I read this a few years ago and was utterly captivated by it. I was familiar with
E.M. Forster from studying
A Passage to India during my History A-Level but had no idea that he had written science fiction or short stories. I happened across
The Machine Stops for a mere £1 in a bookstore and took a punt. I had been dismissive of short stories before reading this, always preferring the thickest books I could find, but this book started a fascination with short stories. Time for a re-read!

Take care John, I hope to see you soon.
I too stopped reading the news, and disengaging from facebook, after a combination of realising that they were always making me feel down and the publicity around the release of the book
Stop Reading the News: A Manifesto for a Happier, Calmer and Wiser Life by
Rolf Dobelli. When this came out, Dobelli had said that he hadn't read/watched the news in 10 years and yet he still became aware of major events without all the rest of the drivel.
I realise that I've been paying a lot more attention to the news the last year, following the events of the Titan, Ukraine, the Wagner Mutiny, the forest fires throughout North America and now Israel/Palestine. I'm appalled by the actions of both sides and feel helpless with worry that ties of loyalty will prevail over good, God fearing moral sensibility.
I've ordered Dobelli's book, I need to kick myself off the news.

The Dreyfus Affair features very prominently in this yet I only have a passing familiarity with it. Every couple of hundred pages I find myself refreshing my memory by reading the Wikipedia entry. I read a bit more than the summary this evening and was rather impressed. After 12 years of being wrongfully imprisoned, Dreyfus returned to the very army that had betrayed him and served for many more years, including the entirety of The Great War and living on to 1935. Perhaps it's a small blessing that, having suffered a miscarriage of justice due to antisemitism, he passed before the Holocaust.
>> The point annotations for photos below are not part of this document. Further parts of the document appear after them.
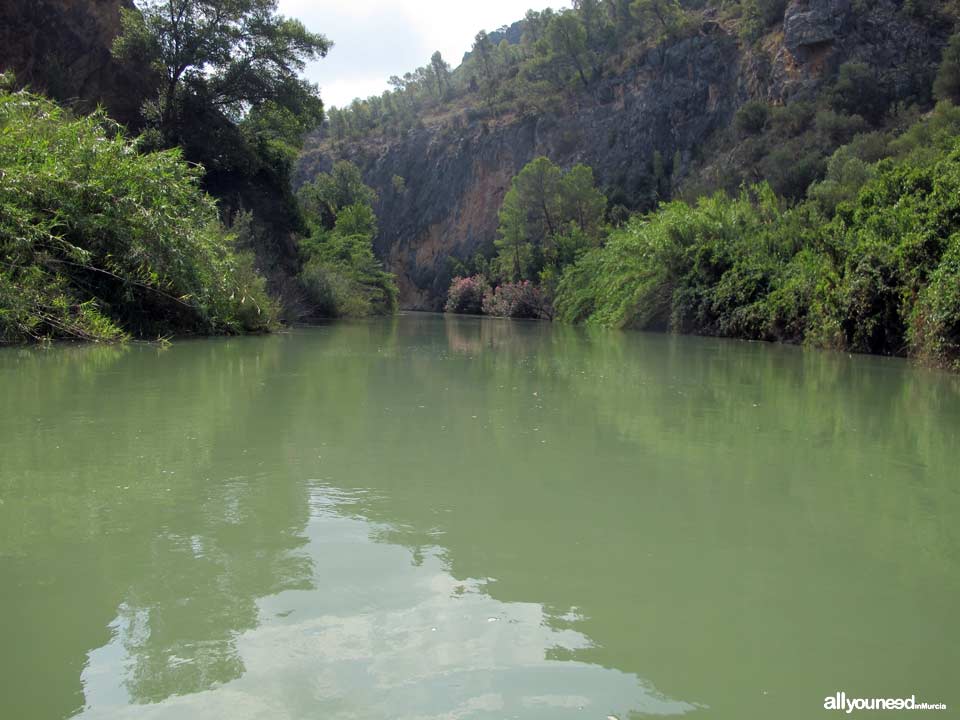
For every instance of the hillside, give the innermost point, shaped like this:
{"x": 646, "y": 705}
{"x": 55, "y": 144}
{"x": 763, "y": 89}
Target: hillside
{"x": 652, "y": 113}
I'm up for Barnaby Rudge. Amazon UK sells the Wordsworth Classic edition for £3.99.

I heartily recommend Invisible Man! I read it last year and thoroughly enjoyed it giving it 5 stars.
Nidhi wrote: "I finished the second book Within the Budding Grove. I liked it much more than the first because there are many new characters introduced and sketched elaborately by Proust. The second half is more..."I found the same, and I too enjoyed the descriptions of Elstir's paintings. I fear that I was picturing English sea side towns rather than French, but close enough!
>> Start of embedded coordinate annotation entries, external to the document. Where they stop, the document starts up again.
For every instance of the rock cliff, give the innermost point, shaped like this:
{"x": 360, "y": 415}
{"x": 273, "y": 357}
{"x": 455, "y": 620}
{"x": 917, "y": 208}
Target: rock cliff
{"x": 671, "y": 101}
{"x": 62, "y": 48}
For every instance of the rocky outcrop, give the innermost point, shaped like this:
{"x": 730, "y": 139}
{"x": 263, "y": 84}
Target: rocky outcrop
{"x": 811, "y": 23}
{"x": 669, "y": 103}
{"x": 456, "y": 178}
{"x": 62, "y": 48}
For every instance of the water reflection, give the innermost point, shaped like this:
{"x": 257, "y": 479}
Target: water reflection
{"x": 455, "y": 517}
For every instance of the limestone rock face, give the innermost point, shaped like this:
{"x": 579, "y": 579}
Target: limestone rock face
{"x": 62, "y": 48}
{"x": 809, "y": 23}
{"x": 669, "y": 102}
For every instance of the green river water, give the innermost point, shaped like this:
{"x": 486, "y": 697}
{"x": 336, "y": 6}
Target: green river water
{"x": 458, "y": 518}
I'm happy for it to continue too. I had expected to easily finish all six in a year but certainly didn't anticipate the year I've had. I'm about a fifth into the fourth volume and expect to finish it in November.
Samantha wrote: "In 2020 we did a Lovecraft reading and discussing his stories as the..."Ah, not long before I joined this group, should've done my homework. Oh well, I can always add to the existing conversation.
I'd like to vote for Pushkin and Chesterton.
Piyangie wrote: "Can I take your interest in The City of God as a supportive vote, Mike?"Yes you can, and I'll also add my support to Tolstoy's Resurrection. It's yet another book I already have in Penguin Classics that I've not yet read.

I would love to read all three hefty books, and even have them all in Penguin Classics. If I were to do so next year, I doubt I'd read much else!

I'd like to suggest
Les Misérables by
Victor Hugo, a hefty coming in at 1232 pages. I have not seen the musical and personally know little about this but it's been on my TBR for sometime.
My other suggestion is
The Faerie Queene by
Edmund Spenser, another hefty weighing in at 1248 pages. This is an epic poem written in Elizabethan English, in which Shakespeare wrote and is used in the King James translation of the Bible.

I've been reading
Patrick Stewart's memoirs,
Making It So: A Memoir and learned that he was in a couple of BBC adaptions in the 70's before his more famous roles in Dune and Star Trek. One is
North and South, which I read last year. Second hand DVDs are en route.
The other is called "I, Claudius" and is based on the
Robert Graves' novels
I, Claudius and
Claudius the God. I've been meaning to read these for years so I went ahead and bought them both and will hunt down the DVDs once I have.
Penelope wrote: "Have you read Jonathan Coe’s Bournville?. Fiction but excellent insight into the area, people, factory and so on. Too recent for our classic reads but could be a classic one day."I haven't, thanks for the recommendation! Perhaps it will one day join the ranks of
Kenilworth which is also a locale not far from me.

Bournville is indeed a dark chocolate (the best in my not so humble opinion) but it is also the name of the town that the Cadburys built around their factory in the 19th century. As staunch Quakers, the Cadburys felt obliged to provide everything for their employees from housing and education through to healthcare and recreational activities. Birmingham has grown a lot in the intervening years so Bournville is now one of Birmingham's many suburbs.

I came away from the factory shop with a 1kg bar of Dairy Milk and a huge Toblerone. The admission included 4 chocolate bars, 2 Dairy Milks, a Caramel and a Twirl.

I took the whole family out, our first such trip since everything happened, to visit Cadbury World in nearby Bournville, Birmingham. We all had a great time and came home with plenty of chocolate. This morning we went to a new church and felt very welcomed and even saw some familiar faces from a church we used to attend moons ago. Now for a relaxing afternoon of laundry and reading while the children wear themselves out on the trampoline in the garden.
Carol wrote: "And radiators rattle and clang. They demand notice. They can also melt things on or nearby them."Perhaps radiators inspired
Robert Munsch to write
Mortimer's refrain:
"Clang Clang Rattle Bing Bang, Gonna make my noise all day!"

As someone who has lived on both sides of the Atlantic I can attest to North America's superior central heating. Central Heating in the UK is usually hot water through metal radiators. Yes, they're as inefficient as they sound. They take forever to heat the place and when the house reaches the desired temperature, it takes forever for the radiators to cool this further warming the house. It's a constant cycle of too hot to too cold all winter long.